8 - L'autorité de recours dispose d'un plein pouvoir d'examen s'agissant de la violation du droit (Spühler, Basler Kommentar, Schweizerische Zivilprozessordnung, Bâle 2010, n. 12 ad art. 319 CPC, p. 1504). Elle revoit librement les questions de droit soulevées par le recourant et peut substituer ses propres motifs à ceux de l'autorité précédente ou du recourant (Hohl, Procédure civile, tome II, 2ème éd., 2010, n. 2508, p. 452). S'agissant de la constatation manifestement inexacte des faits, ce grief, comme pour l'art. 97 al. 1 LTF (loi sur le Tribunal fédéral du 17 juin 2005, RS 173.110), ne permet que de corriger une erreur évidente, la notion se recoupant en définitive avec l'appréciation arbitraire des preuves (Corboz et alii, Commentaire de la LTF, Berne 2009, n. 19 ad art. 97, p. 941). Les constatations de fait et l'appréciation des preuves sont arbitraires lorsqu'elles sont évidemment fausses, contredisent d'une manière choquante le sentiment de la justice et de l'équité, reposent sur une inadvertance manifeste ou un abus du pouvoir d'appréciation, par exemple si l'autorité s'est laissée guider par des considérations aberrantes ou a refusé de tenir compte de faits ou de preuves manifestement décisifs. Une constatation de fait n'est donc pas arbitraire pour la seule raison que la version retenue par le juge ne coïncide pas avec celle du recourant; encore faut-il que l'appréciation des preuves soit manifestement insoutenable, en contradiction flagrante avec la situation effective, qu'elle repose sur une inadvertance manifeste, ou encore qu'elle heurte de façon grossière le sentiment de la justice et de l'équité (ATF 129 I 8 c. 2.1). 4.La recourante invoque une violation des art. 91, 92 et 98 CPC ainsi que de l'art. 20 TFJC. Elle soutient en premier lieu que la conclusion I de sa demande, tendant à l'invalidation des baux litigieux, ne serait que l'expression des conclusions II et III portant sur la libération de la garantie locative et le versement de dommages-intérêts, de sorte que la valeur litigieuse s'élèverait au total à 98'772 fr. 35 et non à 881'066 fr. 75 comme retenu par le premier juge.

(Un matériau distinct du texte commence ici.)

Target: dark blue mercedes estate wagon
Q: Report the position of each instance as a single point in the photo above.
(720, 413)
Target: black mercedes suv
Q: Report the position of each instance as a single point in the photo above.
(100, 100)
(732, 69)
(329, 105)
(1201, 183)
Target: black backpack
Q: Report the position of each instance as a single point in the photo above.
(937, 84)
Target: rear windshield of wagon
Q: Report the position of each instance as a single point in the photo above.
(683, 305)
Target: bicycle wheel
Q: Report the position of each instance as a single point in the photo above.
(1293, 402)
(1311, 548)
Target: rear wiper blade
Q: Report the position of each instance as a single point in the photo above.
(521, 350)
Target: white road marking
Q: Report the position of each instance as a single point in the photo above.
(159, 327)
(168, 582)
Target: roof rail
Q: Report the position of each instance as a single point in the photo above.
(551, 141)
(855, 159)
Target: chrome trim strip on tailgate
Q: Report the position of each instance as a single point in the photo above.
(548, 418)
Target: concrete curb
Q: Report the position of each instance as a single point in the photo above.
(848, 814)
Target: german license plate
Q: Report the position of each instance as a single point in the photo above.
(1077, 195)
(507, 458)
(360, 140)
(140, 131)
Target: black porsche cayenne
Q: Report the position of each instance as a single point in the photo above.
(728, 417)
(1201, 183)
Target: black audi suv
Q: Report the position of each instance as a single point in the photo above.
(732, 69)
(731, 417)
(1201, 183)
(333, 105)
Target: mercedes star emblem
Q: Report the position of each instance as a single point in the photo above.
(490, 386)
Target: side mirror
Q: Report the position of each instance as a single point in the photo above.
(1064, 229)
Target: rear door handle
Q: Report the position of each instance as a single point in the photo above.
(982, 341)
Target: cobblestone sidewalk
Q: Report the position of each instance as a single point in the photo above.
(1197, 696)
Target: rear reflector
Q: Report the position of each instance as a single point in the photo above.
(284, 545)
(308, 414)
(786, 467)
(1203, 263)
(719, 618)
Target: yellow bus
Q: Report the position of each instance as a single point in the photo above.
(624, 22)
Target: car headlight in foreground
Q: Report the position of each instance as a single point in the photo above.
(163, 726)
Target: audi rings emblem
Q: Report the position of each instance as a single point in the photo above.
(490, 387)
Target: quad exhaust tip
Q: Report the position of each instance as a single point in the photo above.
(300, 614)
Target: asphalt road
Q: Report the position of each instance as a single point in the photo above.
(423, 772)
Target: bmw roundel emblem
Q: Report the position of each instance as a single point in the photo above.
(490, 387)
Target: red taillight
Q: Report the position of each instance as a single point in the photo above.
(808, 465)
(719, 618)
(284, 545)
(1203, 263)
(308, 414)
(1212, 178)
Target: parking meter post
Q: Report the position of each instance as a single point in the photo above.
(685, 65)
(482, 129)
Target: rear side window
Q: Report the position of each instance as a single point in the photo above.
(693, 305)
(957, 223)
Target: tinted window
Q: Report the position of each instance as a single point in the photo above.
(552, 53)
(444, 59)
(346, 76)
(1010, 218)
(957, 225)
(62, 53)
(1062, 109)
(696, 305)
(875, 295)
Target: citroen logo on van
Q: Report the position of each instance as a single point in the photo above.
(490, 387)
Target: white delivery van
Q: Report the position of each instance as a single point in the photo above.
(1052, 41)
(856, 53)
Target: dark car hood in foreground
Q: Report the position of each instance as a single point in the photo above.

9 - a) Conformément à l'art. 4 al. 1 TFJC, l'émolument forfaitaire de conciliation et de décision est fixé en fonction de la valeur litigieuse, de la nature, de l'ampleur et de la difficulté de la cause. Selon l'art. 4 al. 2 TFJC, la valeur litigieuse est calculée conformément aux art. 91 à 94 CPC. Aux termes de l'art. 91 al. 1 CPC, la valeur litigieuse est déterminée par les conclusions. Les revenus et prestations périodiques ont la valeur du capital qu'ils représentent (art. 92 al. 1 CPC). Lorsque le litige porte sur une résiliation de bail, il faut tenir compte de la période durant laquelle, en cas de nullité du premier congé, le bail continuera jusqu'à ce qu'un nouveau congé puisse être donné (Tappy, CPC commenté, ad art. 91 n. 77 et la jurisprudence citée). Il en résulte qu'en matière d'invalidation du contrat de bail, la valeur litigieuse correspond aux loyers impayés pendant la durée initiale du contrat. b) En l'espèce, dès lors que les contrats litigieux prévoient tous que le bail ne peut être résilié avant le 31 mars 2021, c'est à juste titre que le premier juge a calculé la valeur litigieuse en totalisant les loyers mensuels sur 10 ans en ce qui concerne la surface commerciale et sur 9 ans et 10 mois en ce qui concerne les places de stationnement et de parking, ce qui correspond respectivement à 672'696 fr. et à 109'598 fr.
Contrairement à ce que soutient la recourante, la conclusion I de sa demande est bien de nature patrimoniale et tend à défendre des intérêts de nature économique correspondant à la valeur du contrat dont elle entend se départir, même si ce n'est pas directement une somme d'argent qui est litigieuse (Tappy, op. cit., ad art. 91 n. 5 et la jurisprudence citée). Les montants précités doivent par conséquent être additionnés aux sommes réclamées dans les conclusions II et III. Le recours doit être rejeté sur ce point.
Les frais judiciaires de deuxième instance, arrêtés à 400 fr. (art. 69 al. 1 TFJC), sont mis à la charge de la recourante qui succombe (art. 106 al. 1 CPC).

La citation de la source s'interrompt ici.